CVE-2025-11522 is a critical authentication bypass vulnerability classified under CWE-288, affecting the Search & Go - Directory WordPress Theme by Elated-Themes, specifically all versions up to and including 2.7. The root cause is insufficient user validation in the function search_and_go_elated_check_facebook_user(), which is responsible for verifying Facebook login credentials. This flaw allows unauthenticated attackers to bypass normal authentication mechanisms and gain unauthorized access to other users' accounts, including those with administrative privileges. The vulnerability is exploitable remotely without requiring any prior authentication or user interaction, making it highly dangerous. The attack vector is network-based, and the scope is unchanged, meaning the vulnerability affects only the vulnerable theme installations but can fully compromise those systems. The CVSS v3.1 base score is 9.8, indicating critical severity with high impact on confidentiality, integrity, and availability. Although no public exploits have been reported yet, the simplicity of exploitation and the potential for complete site takeover make this a high-priority threat. The vulnerability specifically impacts WordPress sites using the Search & Go theme with Facebook login enabled, a common configuration for directory and listing websites. The lack of an official patch at the time of disclosure increases the urgency for mitigation. The vulnerability highlights the risks of third-party theme integrations with social login features when proper validation is not enforced.
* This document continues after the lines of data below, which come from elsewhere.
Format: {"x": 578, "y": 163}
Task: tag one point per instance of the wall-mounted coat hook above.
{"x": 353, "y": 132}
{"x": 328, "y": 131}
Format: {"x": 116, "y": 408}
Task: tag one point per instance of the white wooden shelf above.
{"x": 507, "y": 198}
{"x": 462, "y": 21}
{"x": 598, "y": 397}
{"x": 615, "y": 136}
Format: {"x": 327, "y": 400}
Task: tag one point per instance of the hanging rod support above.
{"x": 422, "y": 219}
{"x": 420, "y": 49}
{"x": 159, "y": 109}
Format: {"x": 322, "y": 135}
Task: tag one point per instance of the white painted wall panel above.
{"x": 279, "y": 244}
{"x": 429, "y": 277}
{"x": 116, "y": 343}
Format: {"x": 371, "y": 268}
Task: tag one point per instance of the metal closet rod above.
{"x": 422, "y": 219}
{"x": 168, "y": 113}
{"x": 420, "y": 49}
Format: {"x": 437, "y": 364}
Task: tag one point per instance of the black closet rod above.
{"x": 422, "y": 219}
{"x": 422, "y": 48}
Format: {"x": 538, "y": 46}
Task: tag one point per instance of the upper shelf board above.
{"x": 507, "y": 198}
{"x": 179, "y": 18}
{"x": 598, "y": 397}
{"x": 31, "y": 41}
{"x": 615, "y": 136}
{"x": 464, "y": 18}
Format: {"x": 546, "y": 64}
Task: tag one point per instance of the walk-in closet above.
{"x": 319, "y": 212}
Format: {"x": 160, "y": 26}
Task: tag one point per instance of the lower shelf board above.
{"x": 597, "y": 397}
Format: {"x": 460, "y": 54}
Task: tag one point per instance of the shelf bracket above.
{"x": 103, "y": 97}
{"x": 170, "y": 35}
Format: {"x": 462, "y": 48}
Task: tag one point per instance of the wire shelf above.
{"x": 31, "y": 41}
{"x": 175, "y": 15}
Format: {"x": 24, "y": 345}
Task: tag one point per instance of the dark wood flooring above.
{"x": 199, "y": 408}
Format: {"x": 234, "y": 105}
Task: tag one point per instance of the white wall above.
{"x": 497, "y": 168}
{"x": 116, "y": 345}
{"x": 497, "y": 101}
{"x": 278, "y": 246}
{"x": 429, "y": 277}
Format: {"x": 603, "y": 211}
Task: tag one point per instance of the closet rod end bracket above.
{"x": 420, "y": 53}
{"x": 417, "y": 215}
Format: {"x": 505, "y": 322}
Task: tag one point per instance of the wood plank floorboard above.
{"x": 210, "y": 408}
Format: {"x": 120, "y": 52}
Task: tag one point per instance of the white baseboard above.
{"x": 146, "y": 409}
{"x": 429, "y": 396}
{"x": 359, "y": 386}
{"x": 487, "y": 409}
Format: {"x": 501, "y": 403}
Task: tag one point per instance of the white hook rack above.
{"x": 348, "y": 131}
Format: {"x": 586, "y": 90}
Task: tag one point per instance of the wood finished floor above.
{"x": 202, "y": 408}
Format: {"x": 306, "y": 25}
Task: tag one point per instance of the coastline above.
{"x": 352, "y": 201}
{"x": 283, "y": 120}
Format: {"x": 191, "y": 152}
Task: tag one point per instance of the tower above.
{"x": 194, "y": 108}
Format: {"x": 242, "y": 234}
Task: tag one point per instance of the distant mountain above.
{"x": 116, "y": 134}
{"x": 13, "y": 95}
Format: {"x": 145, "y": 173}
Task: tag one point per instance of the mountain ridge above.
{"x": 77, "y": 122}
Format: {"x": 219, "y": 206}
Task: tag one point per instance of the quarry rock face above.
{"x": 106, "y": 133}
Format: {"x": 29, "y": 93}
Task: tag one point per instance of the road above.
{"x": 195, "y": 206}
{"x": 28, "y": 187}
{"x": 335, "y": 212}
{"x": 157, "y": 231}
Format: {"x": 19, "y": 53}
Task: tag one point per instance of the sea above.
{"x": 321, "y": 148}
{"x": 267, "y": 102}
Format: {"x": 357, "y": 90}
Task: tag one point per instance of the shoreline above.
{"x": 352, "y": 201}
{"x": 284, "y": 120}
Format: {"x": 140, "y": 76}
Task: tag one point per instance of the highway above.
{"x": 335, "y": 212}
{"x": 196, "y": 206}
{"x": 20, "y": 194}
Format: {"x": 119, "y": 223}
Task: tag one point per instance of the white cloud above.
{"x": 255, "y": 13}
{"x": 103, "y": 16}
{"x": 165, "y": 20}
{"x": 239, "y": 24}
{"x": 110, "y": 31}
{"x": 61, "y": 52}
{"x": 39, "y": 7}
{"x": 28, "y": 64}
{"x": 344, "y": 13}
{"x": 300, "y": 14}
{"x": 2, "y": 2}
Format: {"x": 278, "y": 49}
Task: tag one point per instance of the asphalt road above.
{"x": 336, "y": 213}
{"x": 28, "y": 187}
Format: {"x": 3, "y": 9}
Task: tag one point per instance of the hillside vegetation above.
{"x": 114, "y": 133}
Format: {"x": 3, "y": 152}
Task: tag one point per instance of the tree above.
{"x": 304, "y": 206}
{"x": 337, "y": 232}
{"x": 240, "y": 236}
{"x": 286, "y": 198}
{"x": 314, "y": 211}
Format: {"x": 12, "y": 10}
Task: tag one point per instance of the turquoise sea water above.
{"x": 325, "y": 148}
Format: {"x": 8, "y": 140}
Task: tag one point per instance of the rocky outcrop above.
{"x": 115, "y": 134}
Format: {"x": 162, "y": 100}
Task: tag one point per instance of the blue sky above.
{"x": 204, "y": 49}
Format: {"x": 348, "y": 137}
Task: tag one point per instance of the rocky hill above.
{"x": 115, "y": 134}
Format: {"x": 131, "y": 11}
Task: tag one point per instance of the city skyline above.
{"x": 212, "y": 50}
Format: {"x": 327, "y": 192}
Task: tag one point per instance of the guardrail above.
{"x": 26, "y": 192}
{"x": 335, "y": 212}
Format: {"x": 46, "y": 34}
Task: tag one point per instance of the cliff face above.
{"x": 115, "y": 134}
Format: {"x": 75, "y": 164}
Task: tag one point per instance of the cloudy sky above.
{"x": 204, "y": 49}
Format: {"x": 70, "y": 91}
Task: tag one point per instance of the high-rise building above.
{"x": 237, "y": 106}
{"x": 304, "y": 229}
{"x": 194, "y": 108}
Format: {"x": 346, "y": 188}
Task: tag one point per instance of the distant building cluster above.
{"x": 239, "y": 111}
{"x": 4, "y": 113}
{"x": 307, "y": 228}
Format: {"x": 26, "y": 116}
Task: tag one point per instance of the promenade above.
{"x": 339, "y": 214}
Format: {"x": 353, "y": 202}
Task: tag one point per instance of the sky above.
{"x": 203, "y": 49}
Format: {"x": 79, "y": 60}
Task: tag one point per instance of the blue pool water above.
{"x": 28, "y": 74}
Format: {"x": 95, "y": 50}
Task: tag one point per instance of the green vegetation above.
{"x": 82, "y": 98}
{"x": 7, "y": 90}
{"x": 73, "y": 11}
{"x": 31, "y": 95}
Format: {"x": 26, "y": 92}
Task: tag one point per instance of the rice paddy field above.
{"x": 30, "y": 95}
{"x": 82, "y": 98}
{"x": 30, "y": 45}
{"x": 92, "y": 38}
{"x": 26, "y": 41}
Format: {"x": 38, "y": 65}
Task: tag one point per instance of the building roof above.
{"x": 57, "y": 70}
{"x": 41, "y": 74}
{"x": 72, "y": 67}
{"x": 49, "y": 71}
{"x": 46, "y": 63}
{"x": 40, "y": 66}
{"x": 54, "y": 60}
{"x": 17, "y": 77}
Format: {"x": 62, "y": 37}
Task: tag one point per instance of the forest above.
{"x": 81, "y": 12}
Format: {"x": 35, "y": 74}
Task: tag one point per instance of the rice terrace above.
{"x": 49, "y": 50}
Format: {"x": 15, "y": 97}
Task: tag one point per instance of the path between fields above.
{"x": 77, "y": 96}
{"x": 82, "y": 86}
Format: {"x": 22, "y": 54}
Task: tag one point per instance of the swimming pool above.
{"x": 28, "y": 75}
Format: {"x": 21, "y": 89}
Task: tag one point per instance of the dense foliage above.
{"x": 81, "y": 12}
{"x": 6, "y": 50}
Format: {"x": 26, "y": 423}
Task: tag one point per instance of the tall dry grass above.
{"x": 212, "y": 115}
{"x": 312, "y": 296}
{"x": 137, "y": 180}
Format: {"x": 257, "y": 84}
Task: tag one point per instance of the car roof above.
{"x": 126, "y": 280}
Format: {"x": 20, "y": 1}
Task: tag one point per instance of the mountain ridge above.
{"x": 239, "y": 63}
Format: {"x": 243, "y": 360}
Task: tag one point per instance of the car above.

The impact of CVE-2025-11522 is severe for organizations running WordPress sites with the Search & Go - Directory theme and Facebook login enabled. Successful exploitation results in full account takeover, including administrative accounts, allowing attackers to manipulate site content, steal sensitive user data, install backdoors, or disrupt site availability. This can lead to data breaches, reputational damage, loss of customer trust, and potential regulatory penalties depending on the data involved. Since WordPress powers a significant portion of websites globally, and directory themes are often used by businesses, local governments, and service providers, the scope of impact can be broad. Attackers can leverage this vulnerability to pivot into internal networks if the WordPress site is connected to other enterprise systems. The ease of exploitation without authentication or user interaction further amplifies the risk, making automated mass scanning and exploitation plausible once exploit code becomes available. Organizations that rely on Facebook login for user convenience are particularly vulnerable, as disabling this feature may be the only immediate mitigation before patches are released.

1. Immediately disable Facebook login functionality in the Search & Go theme until a security patch is released by Elated-Themes. 2. Monitor authentication logs for unusual login patterns or multiple failed attempts that could indicate exploitation attempts. 3. Implement Web Application Firewall (WAF) rules to detect and block suspicious requests targeting the vulnerable function or Facebook login endpoints. 4. Restrict administrative access by IP whitelisting or multi-factor authentication to reduce the impact of compromised accounts. 5. Regularly audit user accounts for unauthorized changes or new administrative users. 6. Keep WordPress core, plugins, and themes updated and subscribe to vendor security advisories for timely patch application. 7. If possible, temporarily disable or limit Facebook login integration site-wide or replace it with alternative authentication methods. 8. Conduct penetration testing focused on authentication mechanisms to identify similar weaknesses. 9. Prepare incident response plans to quickly isolate and remediate compromised systems if exploitation is detected. 10. Educate site administrators about the risks of social login features and the importance of strict validation.